TrillianAstra · 13/02/2011 13:33

I agree with Ragwort's DH - if there's space to let things air dry you should air dry. Much more efficient.

LoveBeingADaddysGirl · 13/02/2011 13:35

Reclaim your power and throw them all away.

sethstarkaddersmackerel · 13/02/2011 13:49

thank you everyone, this is incredibly helpful. I'm going to show him this thread.

Flamingo - I know Shock. My feminist credibility will be shot to pieces.

I am not kidding about the teatowels. I've been trying to do some decluttering and he literally said on Friday (he's away for the weekend) 'Don't do anything about the teatowels until I come back and we can go through them together.' Hmm

I have been in the habit of thinking it's all about making decisions mutually blah blah blah (it was great when we both worked full time because we shared responsibility for domestic things, rather than it being one of those situations people moan about where their dh will not do jobs unless they specifically asked - I've been SAHM for about a year now) and then I woke up in the night and thought 'FFS! He doesn't trust me to throw away a bloody teatowel by myself!'

I am actually quite angry. I have been finding SAHMing boring and frustrating and I think this is a big part of the reason. I don't think this is an acceptable situation. If he earns the money (and has status and autonomy at work) it is absolutely vital that I have some independence at home.

Custy - that's it - buying a big picture for the living room is a good example of a decision that ought to be made together, but needing vetos over little things is control freaky.

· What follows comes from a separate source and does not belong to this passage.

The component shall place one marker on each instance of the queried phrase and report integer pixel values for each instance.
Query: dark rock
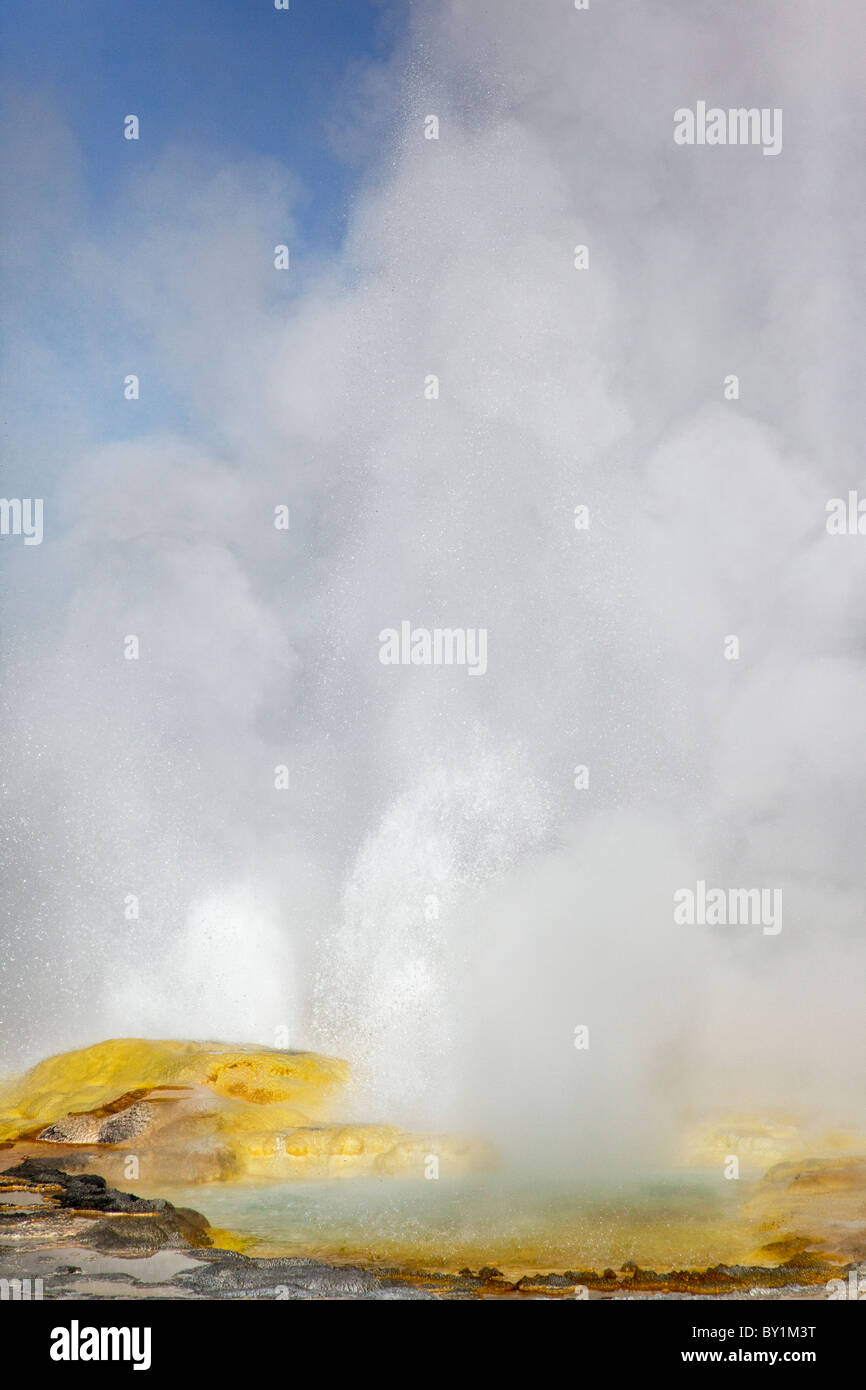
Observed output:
(84, 1191)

Bubble - you're right. I am letting him do this.

OP posts:
Longtalljosie · 13/02/2011 13:57

Is your DH by nature a hoarder? Does he find it hard to throw things away?

roadtrain · 13/02/2011 14:00

I am a SAHM. I have full autonomy. If I want DH to do something, I order him to do it Grin.

Clayhead · 13/02/2011 14:03

I do stuff and wait to see how many days/weeks/years it takes dh to notice.

It once took him several weeks to notice I'd repainted the front room Grin.

traceybath · 13/02/2011 14:04

I am a SAHM and I have full autonomy of pretty much everything apart from his job.

moaningminniewhingesagain · 13/02/2011 14:08

I would throw anything like that away without even mentioning it. And I would faint clean away if DH noticed.

If I am going to spend a big lump of money I do let DH know as a courtesy, but not to ask permission, and he does the same. Am not quite a SAHM, I work pt but do all the house stuff generally.

To be honest though, if DH had chucked away a load of old teatowels without mentioning it, I would be twitchy and want to inspect which ones he was chucking out. Because I am a control freak Blush

sethstarkaddersmackerel · 13/02/2011 14:10

Longtalljosie - he finds it hard to spend money on new things!

He's not exactly a hoarder but he has a weird sort of conservatism where if something changes it confuses him. Eg if the colour of a packet changes, or if it is a few inches out of the position it's normally in, he will be unable to find it.

I moved the kitchen handtowel to a new position on Friday and he's not happy....

OP posts:
bibbitybobbityhat · 13/02/2011 14:12

I have been known to put shirts of dh's that I really don't like into the charity bag. He's never noticed!